Sono molti gli affezionati al Grammy. Nel Country se ne aggiudica più o meno un all’anno Vince Gill (Best Solo Performance), qui al suo 22esimo grammofono; Miranda Lambert è il suo terzo (Best Album). E Dolly Parton, insieme al christian singer Zach Williams, conquista il suo decimo per la migliore christian song. Ma a colpire, scorrendo i premi, sono quelli postumi. A partire da John Prine, cantautore morto nell’aprile del 2020, doppio Grammy ‘alle radici’ per ‘I Remember Everything’ (Best American Roots Performance e anche Song). Colpisce soprattutto – la sua dipartita è più recente – il doppio Grammy a Chick Corea per il solo su ‘All Blues’, all’interno dell’altrettanto Grammy ‘Trilogy 2’ (Best Jazz Instrumental Album), nel trio con Christian McBride, contrabbasso, e Brian Blade, batteria.
“Sono onorata di accettare questo award per conto del mio amato marito da 50 anni, mio migliore amico ed eroe. Credo che Chick – dice Gayle Morgan, vocalist, tastierista e songwriter – vorrebbe ringraziare tante persone. Ha ascoltato e imparato da tutti». E Chick, dall’alto o ovunque egli si trovi (anche da nessuna parte), ringrazia Christian McBride per il disco e anche Miles Davis: “Chick è stato onorato di essere nella sua band. Ha suonato le sue note anche nelle ultime ore in famiglia”, dice Morgan. Un grazie a Stevie Wonder, “buon amico negli anni ’70, genio della creatività, i suoi messaggi d’amore mi hanno sempre ispirato”, un grazie a Ron Hubbard (sì, Corea fu scientologico) e uno a Martin Luther King “per la volontà e il coraggio di combattere senza sosta per i diritti umani”. Un grazie anche a “tutti coloro i quali tengono accesa la fiamma della musica”. E la cerimonia, nelle modalità asettiche che abbiamo imparato a conoscere dal febbraio del 2020, ha un sussulto.

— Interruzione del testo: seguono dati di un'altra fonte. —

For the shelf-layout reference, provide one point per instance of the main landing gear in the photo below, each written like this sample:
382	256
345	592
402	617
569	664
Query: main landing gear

Lo abbiamo già scritto. Il premio che fa notizia è cosa per Billie Eilish: il suo Record Of The Year fa il paio con la messe di Grammy del 2020 e con l’outfit di quest’anno (cui abbiamo dedicato l'ultima pagina del giornale). A seguire, per importanza di premio, Taylor Swift è Album Of The Year per ‘Folklore’, terzo riconoscimento nella stessa categoria: Swift, mai nessuna donna prima di lei, eguaglia Paul Simon, Frank Sinatra e Stevie Wonder. La terza notizia è il 28esimo Grammy di Beyoncé: i quattro di questa edizione – miglior video per ’Brown Skin Girl’, migliore performance rap e migliore canzone rap per ’Savage’ insieme a Megan Thee Stallion, e migliore performance R&B per ’Black Parade’ – scalzano Alison Krauss dalla vetta (27 grammofoni per la cantante e violinista statunitense). È donna anche la canzone dell’anno, ‘I Can’t Breathe’ di H.E.R. (anche Best New Artist). Gli uomini? Nelle categorie altisonanti si consolano con Harry Styles, ‘Best Pop Solo Performance’ per ‘Watermelon Sugar’.